With “Outliers,” the viewer is offered an uncommon experience within the dialogue of contemporary abstraction by way of being unapologetically beautiful while alluding to a relentless state of change. Intuitively directed by repetition and a responsiveness to the inevitability of transitions, the artist’s blend of worlds both ancient and contemporary, micro and macro, earthbound and cosmological, are guided by an impulse to address the universal. With each varied painting, Barbara Takenaga invites investigation and rewards the fully engaged viewer with an encompassing experience of movement, contemplative line and dazzling iridescent form.  
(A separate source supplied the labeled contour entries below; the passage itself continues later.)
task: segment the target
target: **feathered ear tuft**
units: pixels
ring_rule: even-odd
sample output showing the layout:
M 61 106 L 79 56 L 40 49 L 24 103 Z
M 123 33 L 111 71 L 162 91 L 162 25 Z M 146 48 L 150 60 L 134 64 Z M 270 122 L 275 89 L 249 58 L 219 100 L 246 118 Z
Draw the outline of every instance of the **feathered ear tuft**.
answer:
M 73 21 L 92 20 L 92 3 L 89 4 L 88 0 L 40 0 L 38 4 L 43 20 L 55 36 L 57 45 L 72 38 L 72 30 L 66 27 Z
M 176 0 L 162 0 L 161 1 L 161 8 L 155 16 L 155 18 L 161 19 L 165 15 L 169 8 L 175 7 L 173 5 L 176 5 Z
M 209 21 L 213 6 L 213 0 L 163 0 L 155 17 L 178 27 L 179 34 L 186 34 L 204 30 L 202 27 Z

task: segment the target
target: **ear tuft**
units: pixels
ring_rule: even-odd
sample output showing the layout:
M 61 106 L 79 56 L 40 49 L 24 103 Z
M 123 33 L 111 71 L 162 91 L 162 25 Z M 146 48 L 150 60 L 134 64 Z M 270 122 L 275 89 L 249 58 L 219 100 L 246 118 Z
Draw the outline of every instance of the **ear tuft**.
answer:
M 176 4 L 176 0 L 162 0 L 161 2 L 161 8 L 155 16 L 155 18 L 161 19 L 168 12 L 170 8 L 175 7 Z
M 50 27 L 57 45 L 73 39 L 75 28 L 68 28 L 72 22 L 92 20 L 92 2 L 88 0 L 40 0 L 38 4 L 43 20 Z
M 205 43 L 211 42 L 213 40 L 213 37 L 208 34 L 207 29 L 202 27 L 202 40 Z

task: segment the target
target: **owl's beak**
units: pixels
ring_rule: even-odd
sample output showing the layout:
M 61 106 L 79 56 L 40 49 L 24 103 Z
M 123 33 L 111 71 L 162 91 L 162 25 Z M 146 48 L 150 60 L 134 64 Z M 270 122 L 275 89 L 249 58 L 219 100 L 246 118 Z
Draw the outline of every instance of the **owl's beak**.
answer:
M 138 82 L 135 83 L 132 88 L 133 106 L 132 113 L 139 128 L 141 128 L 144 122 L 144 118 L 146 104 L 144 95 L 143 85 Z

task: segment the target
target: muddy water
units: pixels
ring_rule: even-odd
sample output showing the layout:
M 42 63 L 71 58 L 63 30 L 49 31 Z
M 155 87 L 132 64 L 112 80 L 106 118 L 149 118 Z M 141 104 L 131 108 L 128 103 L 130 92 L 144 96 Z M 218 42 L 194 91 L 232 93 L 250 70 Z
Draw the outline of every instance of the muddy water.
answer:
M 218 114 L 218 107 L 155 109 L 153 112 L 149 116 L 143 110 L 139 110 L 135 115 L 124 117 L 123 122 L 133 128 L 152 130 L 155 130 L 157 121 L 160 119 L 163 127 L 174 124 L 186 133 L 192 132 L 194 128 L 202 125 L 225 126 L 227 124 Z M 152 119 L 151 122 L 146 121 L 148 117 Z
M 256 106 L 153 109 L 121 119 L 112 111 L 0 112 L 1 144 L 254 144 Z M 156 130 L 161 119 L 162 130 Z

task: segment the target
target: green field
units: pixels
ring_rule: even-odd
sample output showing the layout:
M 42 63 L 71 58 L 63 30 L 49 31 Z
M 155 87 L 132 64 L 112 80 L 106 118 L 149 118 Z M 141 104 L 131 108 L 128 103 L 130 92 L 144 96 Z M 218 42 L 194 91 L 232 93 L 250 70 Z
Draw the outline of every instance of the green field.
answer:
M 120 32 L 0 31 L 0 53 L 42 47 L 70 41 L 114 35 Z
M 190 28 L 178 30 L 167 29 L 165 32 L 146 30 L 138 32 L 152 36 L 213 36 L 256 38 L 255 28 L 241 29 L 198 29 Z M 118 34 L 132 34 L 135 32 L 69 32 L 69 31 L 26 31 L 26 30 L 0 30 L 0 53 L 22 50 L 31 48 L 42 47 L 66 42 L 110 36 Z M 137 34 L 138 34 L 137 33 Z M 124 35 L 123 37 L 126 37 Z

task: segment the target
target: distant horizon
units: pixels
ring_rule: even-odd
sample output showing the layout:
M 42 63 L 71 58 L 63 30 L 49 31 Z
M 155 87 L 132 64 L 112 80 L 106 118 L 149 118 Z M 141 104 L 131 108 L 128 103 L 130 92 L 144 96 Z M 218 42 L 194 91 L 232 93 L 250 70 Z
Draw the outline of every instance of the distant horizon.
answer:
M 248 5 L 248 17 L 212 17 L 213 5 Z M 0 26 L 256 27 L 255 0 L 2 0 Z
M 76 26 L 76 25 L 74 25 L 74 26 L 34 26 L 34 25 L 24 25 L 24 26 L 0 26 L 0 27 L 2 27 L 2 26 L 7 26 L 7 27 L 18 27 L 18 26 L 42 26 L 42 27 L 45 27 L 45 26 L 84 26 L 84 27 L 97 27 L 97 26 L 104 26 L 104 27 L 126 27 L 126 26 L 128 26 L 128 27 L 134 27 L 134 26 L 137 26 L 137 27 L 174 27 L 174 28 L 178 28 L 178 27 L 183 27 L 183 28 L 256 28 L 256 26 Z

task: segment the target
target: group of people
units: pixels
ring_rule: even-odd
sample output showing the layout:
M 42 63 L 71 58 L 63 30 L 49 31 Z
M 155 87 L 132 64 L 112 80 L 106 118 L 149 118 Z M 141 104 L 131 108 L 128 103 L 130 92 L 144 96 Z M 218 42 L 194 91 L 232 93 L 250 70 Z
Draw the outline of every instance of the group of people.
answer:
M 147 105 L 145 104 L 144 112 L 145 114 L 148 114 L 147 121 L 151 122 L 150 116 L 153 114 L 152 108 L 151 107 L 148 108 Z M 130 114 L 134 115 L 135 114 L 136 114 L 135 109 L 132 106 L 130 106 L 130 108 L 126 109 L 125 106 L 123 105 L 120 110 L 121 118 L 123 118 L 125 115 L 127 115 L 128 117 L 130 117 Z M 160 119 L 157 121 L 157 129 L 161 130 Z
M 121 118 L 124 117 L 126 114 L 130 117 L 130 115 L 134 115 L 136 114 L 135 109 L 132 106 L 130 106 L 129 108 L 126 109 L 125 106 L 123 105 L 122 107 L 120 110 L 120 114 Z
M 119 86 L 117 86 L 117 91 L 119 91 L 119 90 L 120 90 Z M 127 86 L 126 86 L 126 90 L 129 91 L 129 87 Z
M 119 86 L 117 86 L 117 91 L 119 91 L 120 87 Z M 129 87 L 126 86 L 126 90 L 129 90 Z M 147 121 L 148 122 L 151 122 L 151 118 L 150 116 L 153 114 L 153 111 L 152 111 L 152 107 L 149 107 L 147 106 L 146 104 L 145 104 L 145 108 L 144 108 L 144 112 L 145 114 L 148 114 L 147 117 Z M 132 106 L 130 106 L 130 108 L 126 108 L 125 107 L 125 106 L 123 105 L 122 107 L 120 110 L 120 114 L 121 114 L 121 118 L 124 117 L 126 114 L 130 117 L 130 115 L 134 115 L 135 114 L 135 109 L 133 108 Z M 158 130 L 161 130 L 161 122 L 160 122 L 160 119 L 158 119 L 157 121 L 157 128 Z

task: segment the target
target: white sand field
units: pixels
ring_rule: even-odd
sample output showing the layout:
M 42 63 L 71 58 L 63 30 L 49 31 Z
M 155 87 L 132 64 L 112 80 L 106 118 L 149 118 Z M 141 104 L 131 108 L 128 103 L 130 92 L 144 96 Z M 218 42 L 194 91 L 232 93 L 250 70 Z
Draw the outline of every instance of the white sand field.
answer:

Barbara Takenaga obtained both her BFA and MFA from the University of Colorado, Boulder. Takenaga’s most recent awards include the prestigious John Simon Guggenheim Memorial Foundation Fellowship, the FOR-SITE Foundation’s Wauson Fellowship, and the Eric Isenburger Annual Art Award from the National Academy Museum. She is represented in the permanent collections of The Library of Congress in Washington, DC; The Auckland Art Museum, Chapel Hill, NC; Arkansas Art Center, Little Rock; CU Art Museum, University of Colorado, Boulder; The Crocker Art Museum, Sacramento, CA; the Fine Art Program at the Federal Reserve Board, Washington, DC, The Henry Art Gallery, Seattle; Smith College Museum of Art, Northampton, MA; The San Jose Art Museum, CA; the Sheldon Museum of Art, Lincoln, NE; Museum of Nebraska Art, Kearney, NE; Federal Reserve Board, Washington, DC; Smith College Museum of Art, Northampton, MA; Pennsylvania Academy of the Fine Arts, Philadelphia, PA; The deCordova Sculpture Park and Museum, Lincoln, MA; and Frederick R. Weisman Art Foundation, Los Angeles, CA, among others. Her work has been exhibited at institutions including the Bemis Center for Contemporary Arts, Omaha, NE; MASS MoCA, North Adams, MA; Brattleboro Art Museum, VT; Museum of Contemporary Art, Denver, CO; National Academy Museum, New York, NY; Philadelphia Academy of the Fine Arts, Philadelphia, PA; Asian Arts Initiative, Philadelphia, PA; the Huntington Museum of Art, Huntington, WV; American Academy of Arts and Letters, New York, NY; and the International Print Center, New York, among others. Takenaga’s most recent professional engagements include an extensive solo exhibition at the Brattleboro Museum & Art Center in Brattleboro, VT, as well as the first in-depth survey of the artist’s work mounted by the Williams College Museum of Art in Williamstown, MA, and a large-scale commissioned public project in the Neuberger Museum of Art SPACE / 42, New York, NY.